Evan Pivnick, the Firebirds’ director of broadcast and communications, said the campaign was born out of their fans’ enthusiasm for the newest AHL franchise all season.

“Our fans have been fantastic all year in terms of buying in and kind of doing whatever we kind of ask of them. So we were thinking of something to get a little rivalry going with the Hershey Bears,” he said. “We knew there was going to be one on the ice. So we settled on a chocolate boycott in the Coachella Valley off the ice. Don’t buy any. Don’t eat any. Just one of those old school little [gimmicks] to keep it fun and light.”

It’s the kind of attention-seeking more one might expect from a team that debuted in the AHL this season matched up against the league’s oldest franchise.

“We’re just happy that our fans are responding to this,” Pivnick said. “We’re trying to make a little bit of history against a very historic team.”

As Pivnick mentioned, the chocolate “ban” isn’t exactly a draconian one. The confection is still available around the Coachella Valley. Chocolate is also still being sold inside the team’s arena at concession stands — although their mascot, Fuego, attempted to make a statement by destroying some inventory on social media:

(Fans in the comments were quick to note that these were not Hershey chocolates. The team doesn’t sell any at home games, which now seems fortuitous.)
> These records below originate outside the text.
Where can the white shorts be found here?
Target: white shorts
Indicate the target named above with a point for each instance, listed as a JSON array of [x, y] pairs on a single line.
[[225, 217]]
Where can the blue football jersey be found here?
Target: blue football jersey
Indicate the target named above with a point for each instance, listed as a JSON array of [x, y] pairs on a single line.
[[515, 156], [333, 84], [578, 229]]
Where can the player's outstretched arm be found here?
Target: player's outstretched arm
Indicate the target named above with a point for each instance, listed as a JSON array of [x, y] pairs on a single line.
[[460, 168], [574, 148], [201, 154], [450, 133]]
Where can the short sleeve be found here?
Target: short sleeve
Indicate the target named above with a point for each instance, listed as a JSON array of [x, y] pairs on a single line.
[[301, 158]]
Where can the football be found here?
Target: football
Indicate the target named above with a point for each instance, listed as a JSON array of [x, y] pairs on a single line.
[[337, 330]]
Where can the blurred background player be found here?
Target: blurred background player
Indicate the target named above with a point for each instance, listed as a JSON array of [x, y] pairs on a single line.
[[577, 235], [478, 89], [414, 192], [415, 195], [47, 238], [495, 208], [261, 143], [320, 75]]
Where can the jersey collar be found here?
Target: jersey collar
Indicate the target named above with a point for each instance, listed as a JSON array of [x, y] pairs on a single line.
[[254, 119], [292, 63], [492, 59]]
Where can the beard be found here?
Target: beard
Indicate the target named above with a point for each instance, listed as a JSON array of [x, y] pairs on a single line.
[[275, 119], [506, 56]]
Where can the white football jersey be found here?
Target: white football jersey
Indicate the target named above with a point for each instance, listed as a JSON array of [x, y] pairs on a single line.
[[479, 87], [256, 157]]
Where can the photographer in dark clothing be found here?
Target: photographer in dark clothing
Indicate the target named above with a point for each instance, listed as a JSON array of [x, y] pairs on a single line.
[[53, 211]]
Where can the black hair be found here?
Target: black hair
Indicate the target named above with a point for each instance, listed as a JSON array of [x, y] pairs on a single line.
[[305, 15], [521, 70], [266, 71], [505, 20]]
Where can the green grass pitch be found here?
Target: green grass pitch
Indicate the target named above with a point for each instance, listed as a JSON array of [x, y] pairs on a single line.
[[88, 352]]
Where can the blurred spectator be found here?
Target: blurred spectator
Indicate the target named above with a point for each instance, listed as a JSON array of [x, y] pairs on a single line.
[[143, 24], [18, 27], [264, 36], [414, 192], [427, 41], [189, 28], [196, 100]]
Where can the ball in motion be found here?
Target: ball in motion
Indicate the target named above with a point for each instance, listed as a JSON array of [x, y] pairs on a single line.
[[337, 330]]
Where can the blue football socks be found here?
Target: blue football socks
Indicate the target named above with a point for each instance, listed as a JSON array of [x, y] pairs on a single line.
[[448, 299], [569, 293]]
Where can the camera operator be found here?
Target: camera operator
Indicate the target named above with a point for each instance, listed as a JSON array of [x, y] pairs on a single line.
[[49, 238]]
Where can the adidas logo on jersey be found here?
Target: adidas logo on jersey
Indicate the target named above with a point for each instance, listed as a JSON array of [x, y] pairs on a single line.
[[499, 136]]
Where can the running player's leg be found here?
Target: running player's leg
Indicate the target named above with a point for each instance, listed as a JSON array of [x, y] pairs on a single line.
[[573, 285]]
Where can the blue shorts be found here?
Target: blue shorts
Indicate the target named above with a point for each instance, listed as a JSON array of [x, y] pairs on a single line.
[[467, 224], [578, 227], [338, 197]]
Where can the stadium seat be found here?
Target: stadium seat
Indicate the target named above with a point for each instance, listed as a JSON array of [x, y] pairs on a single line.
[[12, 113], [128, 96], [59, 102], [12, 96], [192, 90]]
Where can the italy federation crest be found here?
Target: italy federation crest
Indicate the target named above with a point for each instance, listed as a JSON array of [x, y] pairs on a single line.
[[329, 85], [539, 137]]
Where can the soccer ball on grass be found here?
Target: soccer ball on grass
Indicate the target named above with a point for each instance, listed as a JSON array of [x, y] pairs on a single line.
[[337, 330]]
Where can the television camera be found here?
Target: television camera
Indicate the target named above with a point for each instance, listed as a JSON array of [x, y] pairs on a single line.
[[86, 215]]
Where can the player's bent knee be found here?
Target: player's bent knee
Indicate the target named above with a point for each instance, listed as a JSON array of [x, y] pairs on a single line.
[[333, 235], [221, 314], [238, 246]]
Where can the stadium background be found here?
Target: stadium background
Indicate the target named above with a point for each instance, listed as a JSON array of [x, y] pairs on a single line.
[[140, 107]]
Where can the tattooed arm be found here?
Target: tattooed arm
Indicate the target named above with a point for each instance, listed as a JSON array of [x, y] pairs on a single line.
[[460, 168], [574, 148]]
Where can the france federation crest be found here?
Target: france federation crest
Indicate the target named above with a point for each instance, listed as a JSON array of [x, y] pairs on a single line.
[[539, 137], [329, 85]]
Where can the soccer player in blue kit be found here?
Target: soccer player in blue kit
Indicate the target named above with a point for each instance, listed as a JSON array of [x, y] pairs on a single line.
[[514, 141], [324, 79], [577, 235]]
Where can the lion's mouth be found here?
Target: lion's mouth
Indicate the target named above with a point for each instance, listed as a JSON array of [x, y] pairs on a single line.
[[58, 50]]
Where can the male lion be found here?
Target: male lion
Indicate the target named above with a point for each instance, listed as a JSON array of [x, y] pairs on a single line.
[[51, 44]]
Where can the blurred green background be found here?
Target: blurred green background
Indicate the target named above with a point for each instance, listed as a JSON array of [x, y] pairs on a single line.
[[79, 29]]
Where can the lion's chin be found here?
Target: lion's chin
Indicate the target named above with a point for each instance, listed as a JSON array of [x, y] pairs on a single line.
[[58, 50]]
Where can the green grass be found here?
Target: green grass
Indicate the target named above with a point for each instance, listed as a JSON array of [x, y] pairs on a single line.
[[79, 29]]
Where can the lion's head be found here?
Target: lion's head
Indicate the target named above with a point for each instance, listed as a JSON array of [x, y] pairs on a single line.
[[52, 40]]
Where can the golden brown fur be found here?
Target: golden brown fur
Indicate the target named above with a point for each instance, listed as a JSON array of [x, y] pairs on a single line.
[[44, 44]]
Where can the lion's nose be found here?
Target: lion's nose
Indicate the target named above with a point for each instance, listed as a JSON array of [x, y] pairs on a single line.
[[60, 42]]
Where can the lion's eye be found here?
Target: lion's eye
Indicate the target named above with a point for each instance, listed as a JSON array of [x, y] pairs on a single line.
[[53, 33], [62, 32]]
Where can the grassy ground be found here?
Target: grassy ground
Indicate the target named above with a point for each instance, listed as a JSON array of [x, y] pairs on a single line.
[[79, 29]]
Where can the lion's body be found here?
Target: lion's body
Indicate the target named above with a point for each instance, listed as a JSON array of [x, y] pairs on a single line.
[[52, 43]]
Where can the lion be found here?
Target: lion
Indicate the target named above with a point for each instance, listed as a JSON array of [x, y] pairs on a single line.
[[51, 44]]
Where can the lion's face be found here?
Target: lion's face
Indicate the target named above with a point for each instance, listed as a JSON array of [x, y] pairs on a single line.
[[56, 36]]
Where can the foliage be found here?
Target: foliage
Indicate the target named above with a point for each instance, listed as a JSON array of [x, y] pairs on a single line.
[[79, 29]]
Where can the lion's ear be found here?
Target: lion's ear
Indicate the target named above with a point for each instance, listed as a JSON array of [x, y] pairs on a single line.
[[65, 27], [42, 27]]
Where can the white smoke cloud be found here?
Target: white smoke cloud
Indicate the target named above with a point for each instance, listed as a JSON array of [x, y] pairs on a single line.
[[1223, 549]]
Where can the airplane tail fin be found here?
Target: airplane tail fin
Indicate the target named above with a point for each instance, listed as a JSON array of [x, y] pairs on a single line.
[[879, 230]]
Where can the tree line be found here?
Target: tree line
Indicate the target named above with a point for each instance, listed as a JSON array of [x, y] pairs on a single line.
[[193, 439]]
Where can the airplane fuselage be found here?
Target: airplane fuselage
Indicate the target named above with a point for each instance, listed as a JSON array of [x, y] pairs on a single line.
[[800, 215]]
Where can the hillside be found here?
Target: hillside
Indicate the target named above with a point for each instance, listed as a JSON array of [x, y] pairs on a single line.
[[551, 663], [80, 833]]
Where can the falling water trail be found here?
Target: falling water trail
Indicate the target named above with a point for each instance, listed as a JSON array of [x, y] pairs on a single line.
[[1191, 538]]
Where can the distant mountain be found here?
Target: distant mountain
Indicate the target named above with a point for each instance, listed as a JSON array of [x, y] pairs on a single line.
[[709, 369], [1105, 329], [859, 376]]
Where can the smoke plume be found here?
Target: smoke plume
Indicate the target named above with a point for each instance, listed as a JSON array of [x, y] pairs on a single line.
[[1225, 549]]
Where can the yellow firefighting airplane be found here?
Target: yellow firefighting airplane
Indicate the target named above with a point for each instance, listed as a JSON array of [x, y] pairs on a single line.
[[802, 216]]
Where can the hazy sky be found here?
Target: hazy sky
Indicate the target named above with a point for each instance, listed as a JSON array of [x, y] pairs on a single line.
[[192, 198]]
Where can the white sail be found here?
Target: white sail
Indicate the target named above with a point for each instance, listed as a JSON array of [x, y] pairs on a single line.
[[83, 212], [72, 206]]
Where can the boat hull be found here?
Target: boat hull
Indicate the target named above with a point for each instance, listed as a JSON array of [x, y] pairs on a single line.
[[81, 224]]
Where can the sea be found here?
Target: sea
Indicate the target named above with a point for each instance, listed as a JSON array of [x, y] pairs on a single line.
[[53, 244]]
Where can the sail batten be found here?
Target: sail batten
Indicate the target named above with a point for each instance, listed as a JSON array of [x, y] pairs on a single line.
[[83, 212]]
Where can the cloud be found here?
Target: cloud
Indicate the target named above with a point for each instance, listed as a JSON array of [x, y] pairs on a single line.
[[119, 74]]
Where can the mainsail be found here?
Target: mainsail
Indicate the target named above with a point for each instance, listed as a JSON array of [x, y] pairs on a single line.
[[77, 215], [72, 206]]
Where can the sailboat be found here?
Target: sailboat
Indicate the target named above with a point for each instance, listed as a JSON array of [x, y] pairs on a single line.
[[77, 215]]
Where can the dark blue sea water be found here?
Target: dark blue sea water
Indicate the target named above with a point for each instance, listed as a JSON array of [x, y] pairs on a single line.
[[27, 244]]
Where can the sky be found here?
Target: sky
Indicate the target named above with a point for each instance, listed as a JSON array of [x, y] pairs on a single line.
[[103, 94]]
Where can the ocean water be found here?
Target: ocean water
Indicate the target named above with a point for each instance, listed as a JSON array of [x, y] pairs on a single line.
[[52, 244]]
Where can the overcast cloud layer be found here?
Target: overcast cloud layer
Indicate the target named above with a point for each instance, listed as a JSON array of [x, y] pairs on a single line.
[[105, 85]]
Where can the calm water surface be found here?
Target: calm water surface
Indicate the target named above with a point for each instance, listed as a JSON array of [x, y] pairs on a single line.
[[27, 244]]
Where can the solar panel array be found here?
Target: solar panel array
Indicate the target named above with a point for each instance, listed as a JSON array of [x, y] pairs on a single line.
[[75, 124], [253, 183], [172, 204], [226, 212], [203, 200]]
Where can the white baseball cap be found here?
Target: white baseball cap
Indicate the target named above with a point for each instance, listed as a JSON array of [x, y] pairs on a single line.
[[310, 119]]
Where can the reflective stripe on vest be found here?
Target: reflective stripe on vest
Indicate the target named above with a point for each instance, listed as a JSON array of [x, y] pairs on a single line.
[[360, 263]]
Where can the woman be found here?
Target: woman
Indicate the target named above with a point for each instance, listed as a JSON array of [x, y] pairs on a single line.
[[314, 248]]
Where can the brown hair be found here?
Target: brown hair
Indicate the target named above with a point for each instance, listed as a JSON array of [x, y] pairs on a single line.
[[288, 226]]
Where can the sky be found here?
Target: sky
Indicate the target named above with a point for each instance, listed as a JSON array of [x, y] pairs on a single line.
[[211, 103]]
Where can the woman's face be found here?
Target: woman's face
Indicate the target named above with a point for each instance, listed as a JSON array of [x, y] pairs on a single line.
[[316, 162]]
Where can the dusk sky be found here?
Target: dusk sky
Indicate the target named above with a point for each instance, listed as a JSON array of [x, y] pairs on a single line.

Rather than prohibiting the sale of chocolate, the Firebirds have decided to be more proactive:

They’ve instituted a chocolate amnesty program.

“We’re asking fans to bring in chocolate to the arena. One of our sponsors, Brandini Toffee, will exchange it out for a bag of popcorn,” Pivnick said.

Here’s where things go from symbolic to substantial for Coachella Valley: The team’s goal is to collect 1,000 pounds of exchanged chocolate to donate to the local FIND Food Bank, an organization “dedicated to relieving hunger, the causes of hunger, and the problems associated with hunger through awareness, education, and mobilization of resources and community involvement.”

The team is currently doing “chocolate exchanges” at home games and is working on having them at the Firebirds’ viewing parties. Coachella Valley lost to Hershey in Game 3 on Tuesday. The Firebirds lead the series 2-1, with Game 4 on Thursday.

He said the team wasn’t worried that the Bears might ban one of the Coachella Valley’s leading food items.

“We weren’t really worried, because one thing that the Coachella Valley is known for is dates. It’s a big agriculture area, and dates are the big thing,” he said. “I think when you stack up dates versus chocolate, I think chocolate’s going to win. We weren’t really too concerned about that.”

Coachella Valley has outscored Hershey 13-4 through three games in the series.

Obviously powered by the chocolate ban, right?

“We’d like to think there’s some correlation to it,” Pivnick said. “I’m not sure if anything is too hand in hand. But what we’ll say that it is that the withdrawal of chocolate has made us hungry for the Calder Cup.”